Lead cannot be absorbed through the skin but will enter the system through ingestion and inhalation. ​

Lead can pass from the mother to the unborn child during pregnancy, and can cause miscarriage, premature births, damage to the child’s brain, kidneys and nervous system and learning or behaviour problems.​


Lead-based paint was used until the 1960s in the UK as it was useful for providing tint, opaque colour, and producing a water resistance and durable finish. However, in the UK and EU lead paint is now only used for the restoration and maintenance of works of art. The restriction of lead in paint is not global and although The Global Alliance to Eliminate Lead Paint endorses a 90 ppm total lead content limit.​

Dust from renovations: When sanding for repainting, or when plaster crumbles, there may be lead-based paint dust included in the debris.​

Lead flashing on roofs: Lead may be found on old roofs and required for conservation reasons as it is still considered one of the better materials as it is flexible, good sealant, it has greater longevity than most other materials and it can be recycled easily. ​

Lead solder: A lead / tin mix can be used to solder electronics. The fumes produced allow the lead to enter the body through the respiratory system.​

Recommended control measures​

Certain lead compounds are controlled substances (Poison  UCL ref PA008) – see information on standards for all controlled chemicals. 

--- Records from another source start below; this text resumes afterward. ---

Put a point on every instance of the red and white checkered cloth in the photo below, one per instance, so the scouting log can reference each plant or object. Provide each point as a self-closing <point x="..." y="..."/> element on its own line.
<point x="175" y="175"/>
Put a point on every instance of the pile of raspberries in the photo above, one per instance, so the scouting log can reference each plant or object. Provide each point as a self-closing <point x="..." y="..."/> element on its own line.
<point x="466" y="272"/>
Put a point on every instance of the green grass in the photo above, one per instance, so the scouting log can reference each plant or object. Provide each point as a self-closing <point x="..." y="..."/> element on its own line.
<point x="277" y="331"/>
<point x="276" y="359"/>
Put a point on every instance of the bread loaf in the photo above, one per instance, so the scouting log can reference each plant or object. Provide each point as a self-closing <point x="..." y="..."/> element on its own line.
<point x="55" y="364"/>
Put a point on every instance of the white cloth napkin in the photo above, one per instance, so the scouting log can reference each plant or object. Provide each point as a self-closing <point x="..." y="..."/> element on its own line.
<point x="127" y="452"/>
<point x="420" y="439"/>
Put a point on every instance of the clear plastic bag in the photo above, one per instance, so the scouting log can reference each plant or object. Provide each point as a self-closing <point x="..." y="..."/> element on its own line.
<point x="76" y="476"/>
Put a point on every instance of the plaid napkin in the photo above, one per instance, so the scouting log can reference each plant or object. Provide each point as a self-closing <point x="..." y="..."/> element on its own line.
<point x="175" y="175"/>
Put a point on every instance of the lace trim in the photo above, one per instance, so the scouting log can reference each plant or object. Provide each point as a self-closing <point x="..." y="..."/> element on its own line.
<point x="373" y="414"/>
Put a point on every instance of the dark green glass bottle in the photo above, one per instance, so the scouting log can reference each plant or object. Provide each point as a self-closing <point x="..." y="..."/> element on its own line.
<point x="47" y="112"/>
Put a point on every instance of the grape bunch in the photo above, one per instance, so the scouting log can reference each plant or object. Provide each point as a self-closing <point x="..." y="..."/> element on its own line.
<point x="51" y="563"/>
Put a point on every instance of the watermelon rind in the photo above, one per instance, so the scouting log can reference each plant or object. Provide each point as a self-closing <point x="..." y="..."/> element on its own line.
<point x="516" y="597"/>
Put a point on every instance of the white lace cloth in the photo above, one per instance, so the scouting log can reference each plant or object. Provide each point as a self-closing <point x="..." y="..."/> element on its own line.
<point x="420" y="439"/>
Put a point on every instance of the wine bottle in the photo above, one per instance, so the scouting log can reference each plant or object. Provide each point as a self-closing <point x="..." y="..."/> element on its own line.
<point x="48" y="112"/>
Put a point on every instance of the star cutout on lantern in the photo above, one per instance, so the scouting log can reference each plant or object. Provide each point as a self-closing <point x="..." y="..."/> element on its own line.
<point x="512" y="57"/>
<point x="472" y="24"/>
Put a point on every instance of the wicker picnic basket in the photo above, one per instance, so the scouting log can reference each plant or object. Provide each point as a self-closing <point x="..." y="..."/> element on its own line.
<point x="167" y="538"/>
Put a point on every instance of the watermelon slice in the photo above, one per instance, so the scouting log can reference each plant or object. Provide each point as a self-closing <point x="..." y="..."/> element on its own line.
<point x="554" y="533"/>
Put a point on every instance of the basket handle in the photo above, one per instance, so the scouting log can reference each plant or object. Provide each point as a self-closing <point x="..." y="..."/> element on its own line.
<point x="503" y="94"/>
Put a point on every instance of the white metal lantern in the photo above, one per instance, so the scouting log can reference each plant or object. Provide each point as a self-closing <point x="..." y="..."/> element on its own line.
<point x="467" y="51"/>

  • There is lead-free solder available, check the lead content before ordering paint. ​
  • Avoid disturbing the source and prevent dust formation to lower the risk from inhalation. Test areas before sanding down as the lead paint maybe a couple of layers down from the current surface.​


  • Remove lead fumes, only use in well-ventilated areas and when possible use a point of source local exhaust ventilation which can be integrated into the soldering rig.​
  • Use lower temperatures and consider work methods that do not require heat.​

​Avoid Contamination ​

  • As a known route is through ingestion, wear gloves and wash hands when stopping work and before welfare breaks. Use coveralls or other PPE that prevents dust or liquids being transferred outside the work areas. Disposable items are preferred​
  • RPE should have a protection factor of 20 (FFP3 or P3). If work is over 15 mins in duration consider the use of powered RPE​

Health surveillance ​

Lead levels are measured from a blood sample. Health surveillance is required for all planned work when lead exposure is a known risk, to ensure that the controls are working.